How much better is it than existing products?
If a new product works well but it is capabilities are quite similar to existing products, it might be solid but it would be hard to reasonably say it was the best and certainly would not be the best of the year.
How much does it cost?
This is engineering, not science. If something new is moderately better but it costs 5 times as much, the impact is likely going to be quite limited as most people will not see the value in the new product. Likewise, if something does 90% of what existing products do but at 90% less price, it could disrupt the market.
How impactful can the product be on the market?
Once you get to a shorter list of products that (1) work, (2) are materially better than existing ones and (3) either has reasonable or lower costs, you are still faced with having to contrast those that remain to each other.

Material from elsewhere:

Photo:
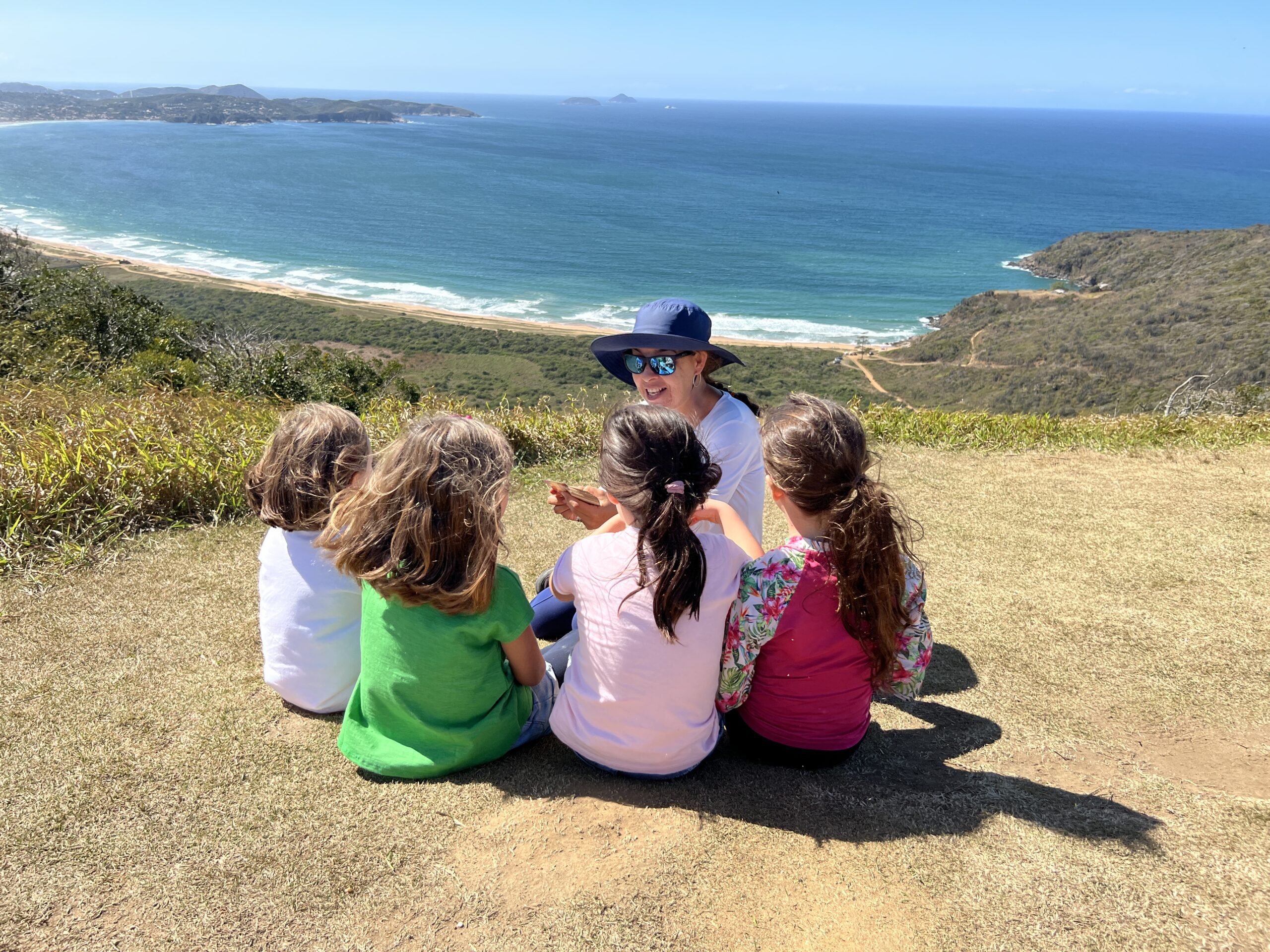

One idea that people mention is categories, i.e., VMS vs fixed IP camera vs multi-imager IP camera vs PTZs vs accessories vs storage vs analytics vs face recognition, etc. That would help reduce contrasts across categories though it also makes the awards less significant, i.e., in most categories there are not a lot of viable new entrants each year.
We definitely would like to pick the best across all video surveillance to better emphasize / highlight impactful products. The question then becomes how do you compare the best new PTZ vs the new best new facial recognition? One might assess how much of a breakthrough each has made in their respective categories and what that breakthrough could achieve across the market?
Those are some initial thoughts. Curious to hear from others.